Contracts with retailers all over the globe have made a success of Coventry-based IT consultancy PCMS, which is one of the world’s leading independent suppliers of IT services and software.

PCMS – founded by computer programmer Richard Smith, 64, and his wife Brenda, 65, in 1982 – supplies its retail software to Unipart, Waitrose, Prada, Boots, Marks and Spencer and Samantha Cameron’s Smythsons of Bond Street, to name just some of the big names in PCMS’s customer portfolio.

PCMS has also helped drive the UK expansion of US gourmet doughnut chain Krispy Kreme. PCMS provided the company’s technological infrastructure.

All of which is good news for PCMS which has its headquarters on the Westwood Business Park in Coventry, as well as offices in Huntingdon. Its international reach includes a North American subsidiary in Cincinnati, as well as operations or distributors in Argentina, Mexico, Italy, Australia, South Africa and around the Pacific Rim. The company is estimated to be worth at least £80 million. In 2010 it posted profits of £8 million on £40.2 million sales, and net assets of £32 million.
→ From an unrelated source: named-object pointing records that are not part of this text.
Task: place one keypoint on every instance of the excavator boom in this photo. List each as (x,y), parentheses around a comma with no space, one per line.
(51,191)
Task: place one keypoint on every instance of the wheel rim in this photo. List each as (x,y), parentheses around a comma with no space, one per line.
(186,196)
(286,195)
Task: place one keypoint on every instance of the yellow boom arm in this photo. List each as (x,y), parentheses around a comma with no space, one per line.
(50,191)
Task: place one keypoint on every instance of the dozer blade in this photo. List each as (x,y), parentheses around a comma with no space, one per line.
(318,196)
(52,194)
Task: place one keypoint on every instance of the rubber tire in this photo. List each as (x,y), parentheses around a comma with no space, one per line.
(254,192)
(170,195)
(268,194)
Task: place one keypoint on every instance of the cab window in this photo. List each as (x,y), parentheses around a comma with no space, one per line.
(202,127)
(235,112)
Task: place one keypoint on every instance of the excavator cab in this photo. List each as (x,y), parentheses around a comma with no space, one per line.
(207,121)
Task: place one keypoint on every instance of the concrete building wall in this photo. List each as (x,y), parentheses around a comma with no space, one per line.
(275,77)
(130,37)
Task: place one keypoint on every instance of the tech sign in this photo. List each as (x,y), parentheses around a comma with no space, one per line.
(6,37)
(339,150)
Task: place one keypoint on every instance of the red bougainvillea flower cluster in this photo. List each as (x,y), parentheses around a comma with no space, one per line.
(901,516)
The US operation returns around 30 per cent of the company’s total turnover.

Richard and Brenda Smith began PCMS in 1982. It started life supplying business applications, before concentrating on a number of industry sectors including automotive and aftermarket, construction and distribution.
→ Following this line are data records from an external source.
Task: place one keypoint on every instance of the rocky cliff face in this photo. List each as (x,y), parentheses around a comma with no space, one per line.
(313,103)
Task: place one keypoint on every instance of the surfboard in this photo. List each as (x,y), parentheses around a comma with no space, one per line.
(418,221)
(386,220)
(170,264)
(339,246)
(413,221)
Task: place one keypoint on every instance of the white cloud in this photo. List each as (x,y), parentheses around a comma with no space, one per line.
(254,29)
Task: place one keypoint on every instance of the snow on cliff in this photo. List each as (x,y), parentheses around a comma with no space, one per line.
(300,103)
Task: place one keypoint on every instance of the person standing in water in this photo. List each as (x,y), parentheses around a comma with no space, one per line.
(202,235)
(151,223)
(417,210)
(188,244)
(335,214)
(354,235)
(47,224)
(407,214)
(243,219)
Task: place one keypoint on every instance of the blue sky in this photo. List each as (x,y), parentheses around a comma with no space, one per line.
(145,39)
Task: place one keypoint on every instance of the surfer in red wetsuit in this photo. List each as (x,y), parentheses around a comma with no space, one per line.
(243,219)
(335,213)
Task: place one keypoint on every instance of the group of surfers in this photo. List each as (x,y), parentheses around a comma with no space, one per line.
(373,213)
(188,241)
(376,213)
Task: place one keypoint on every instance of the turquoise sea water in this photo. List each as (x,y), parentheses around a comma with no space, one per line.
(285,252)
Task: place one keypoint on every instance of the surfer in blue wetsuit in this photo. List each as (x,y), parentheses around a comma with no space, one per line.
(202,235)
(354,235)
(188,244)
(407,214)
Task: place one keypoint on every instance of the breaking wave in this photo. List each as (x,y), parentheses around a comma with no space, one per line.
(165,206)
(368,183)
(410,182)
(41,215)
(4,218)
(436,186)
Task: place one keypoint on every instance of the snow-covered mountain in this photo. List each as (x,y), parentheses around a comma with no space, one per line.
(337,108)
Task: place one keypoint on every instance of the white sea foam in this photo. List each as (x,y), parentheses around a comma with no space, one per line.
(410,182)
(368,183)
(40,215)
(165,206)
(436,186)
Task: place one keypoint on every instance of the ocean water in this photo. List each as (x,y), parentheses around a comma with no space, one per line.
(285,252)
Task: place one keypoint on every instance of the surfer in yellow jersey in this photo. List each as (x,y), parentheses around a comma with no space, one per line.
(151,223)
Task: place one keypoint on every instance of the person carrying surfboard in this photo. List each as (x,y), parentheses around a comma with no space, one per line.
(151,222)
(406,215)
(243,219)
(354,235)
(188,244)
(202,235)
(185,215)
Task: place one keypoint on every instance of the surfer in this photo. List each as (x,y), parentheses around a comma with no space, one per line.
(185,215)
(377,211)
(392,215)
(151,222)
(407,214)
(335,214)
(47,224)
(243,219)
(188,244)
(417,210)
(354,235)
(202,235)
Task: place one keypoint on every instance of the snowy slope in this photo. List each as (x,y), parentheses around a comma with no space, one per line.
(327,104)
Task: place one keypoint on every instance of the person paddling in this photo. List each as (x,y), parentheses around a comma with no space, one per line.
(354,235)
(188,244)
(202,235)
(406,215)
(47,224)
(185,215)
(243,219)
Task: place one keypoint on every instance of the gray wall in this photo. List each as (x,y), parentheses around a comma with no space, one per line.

But it is through its specialist retail systems that it has achieved significant success, with a strong balance sheet and low borrowings.

The company has picked up several accolades along the way and has been a finalist in the Deloitte Fast 50 a number of times as well as the Family Business Awards.

In the States PCMS recorded successes in the influential RIS News leaderboard – the bible for retail software – and was listed as one of the World’s Best Managed Service Providers in the MSPmentor global service report.